And then it rained. (ADREES LATIF/REUTERS)

A rain dance. Actually.

Somehow this is not the strategy I had in mind.

I don’t know what I was expecting, exactly. Seed the clouds with silver? Get a big hose? Come down with a megaphone and give encouraging pep talks to drooping fields of soybeans? (Never appoint me agriculture secretary.)

Possibly I had the idea that there was a lever somewhere you could pull to fix these things. I share this idea with most people who watch the polls. (“Why doesn’t the president just push the jobs button?” we ask ourselves, pacing. “Doesn’t he care about the American people?”)

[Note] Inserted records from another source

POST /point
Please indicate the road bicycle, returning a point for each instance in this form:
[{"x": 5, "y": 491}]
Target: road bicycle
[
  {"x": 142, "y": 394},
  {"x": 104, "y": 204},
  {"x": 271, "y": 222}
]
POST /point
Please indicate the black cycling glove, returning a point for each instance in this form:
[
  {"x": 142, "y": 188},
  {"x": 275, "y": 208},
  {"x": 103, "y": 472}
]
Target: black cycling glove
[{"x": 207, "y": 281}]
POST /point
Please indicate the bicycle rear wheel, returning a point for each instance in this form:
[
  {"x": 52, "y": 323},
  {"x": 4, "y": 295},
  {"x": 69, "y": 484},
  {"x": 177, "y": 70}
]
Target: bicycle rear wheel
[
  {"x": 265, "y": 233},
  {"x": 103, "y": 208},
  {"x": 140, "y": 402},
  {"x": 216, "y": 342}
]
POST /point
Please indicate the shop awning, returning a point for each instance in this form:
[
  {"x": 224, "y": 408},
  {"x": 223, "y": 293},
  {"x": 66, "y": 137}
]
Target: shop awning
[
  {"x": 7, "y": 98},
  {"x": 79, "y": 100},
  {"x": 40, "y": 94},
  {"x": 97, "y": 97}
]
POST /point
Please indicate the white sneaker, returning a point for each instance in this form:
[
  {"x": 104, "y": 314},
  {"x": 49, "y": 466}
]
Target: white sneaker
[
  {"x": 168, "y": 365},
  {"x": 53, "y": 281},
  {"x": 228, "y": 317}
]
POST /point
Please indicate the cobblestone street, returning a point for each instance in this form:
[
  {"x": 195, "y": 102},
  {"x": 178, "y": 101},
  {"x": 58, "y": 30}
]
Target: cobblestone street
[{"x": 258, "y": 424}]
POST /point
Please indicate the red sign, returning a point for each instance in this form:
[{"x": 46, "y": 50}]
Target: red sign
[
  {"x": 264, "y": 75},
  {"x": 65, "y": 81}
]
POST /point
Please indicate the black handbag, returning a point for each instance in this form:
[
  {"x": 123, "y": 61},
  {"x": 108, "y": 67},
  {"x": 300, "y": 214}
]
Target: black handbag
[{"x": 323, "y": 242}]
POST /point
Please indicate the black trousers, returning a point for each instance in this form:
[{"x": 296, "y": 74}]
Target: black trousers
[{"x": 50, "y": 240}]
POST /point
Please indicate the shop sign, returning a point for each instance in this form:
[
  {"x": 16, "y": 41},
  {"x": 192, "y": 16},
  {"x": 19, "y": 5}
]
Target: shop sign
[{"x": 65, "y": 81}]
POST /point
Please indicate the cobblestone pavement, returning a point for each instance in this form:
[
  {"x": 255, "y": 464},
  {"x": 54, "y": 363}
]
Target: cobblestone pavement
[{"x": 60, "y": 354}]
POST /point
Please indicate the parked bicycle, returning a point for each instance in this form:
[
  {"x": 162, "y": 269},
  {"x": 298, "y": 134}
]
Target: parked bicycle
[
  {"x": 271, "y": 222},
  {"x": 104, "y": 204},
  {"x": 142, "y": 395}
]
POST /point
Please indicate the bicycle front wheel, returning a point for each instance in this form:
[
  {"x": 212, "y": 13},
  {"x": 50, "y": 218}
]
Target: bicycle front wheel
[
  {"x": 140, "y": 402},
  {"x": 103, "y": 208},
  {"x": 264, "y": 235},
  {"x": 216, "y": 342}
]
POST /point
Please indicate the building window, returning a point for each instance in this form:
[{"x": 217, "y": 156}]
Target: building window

Still, I was hoping for something better than, I don’t know, a rain dance. Next we’ll hear that Education Secretary Arne Duncan is responding to the crisis in our public schools by dressing up as a bear and standing ominously at bus stops. Next we’ll hear that Ben Bernanke’s response to the recession is to spin in a circle chanting nonsensically. (For all I know, it may be.)

At least make it sound like you have some idea what you’re doing. Saying that you’re praying and doing a rain dance tells people that you have no idea how to fix the problem and are hoping for some sort of miracle. Saying that you’re forming a commission to look into drought reduction says exactly the same thing, but everyone nods and you don’t tick off the secularists.

Still, this is not exactly what I was hoping my dollars would go to. Rain dancing? Praying? I want my money spent on the logical, useful, needful things government typically does, like studying the sex habits of rats, renovating obscure pizzerias and building bridges to nowhere. At least bridges look nice. Back in the Middle Ages, your actual government plan for dealing with Bad Things was to commission large groups of people with bad hairstyles to pray about them. Now, we force the same people to hold public hearings. At least at hearings, few people turn up in robes.

Then again, Wednesday night did bring massive rainstorms to the D.C. area. So what do I know?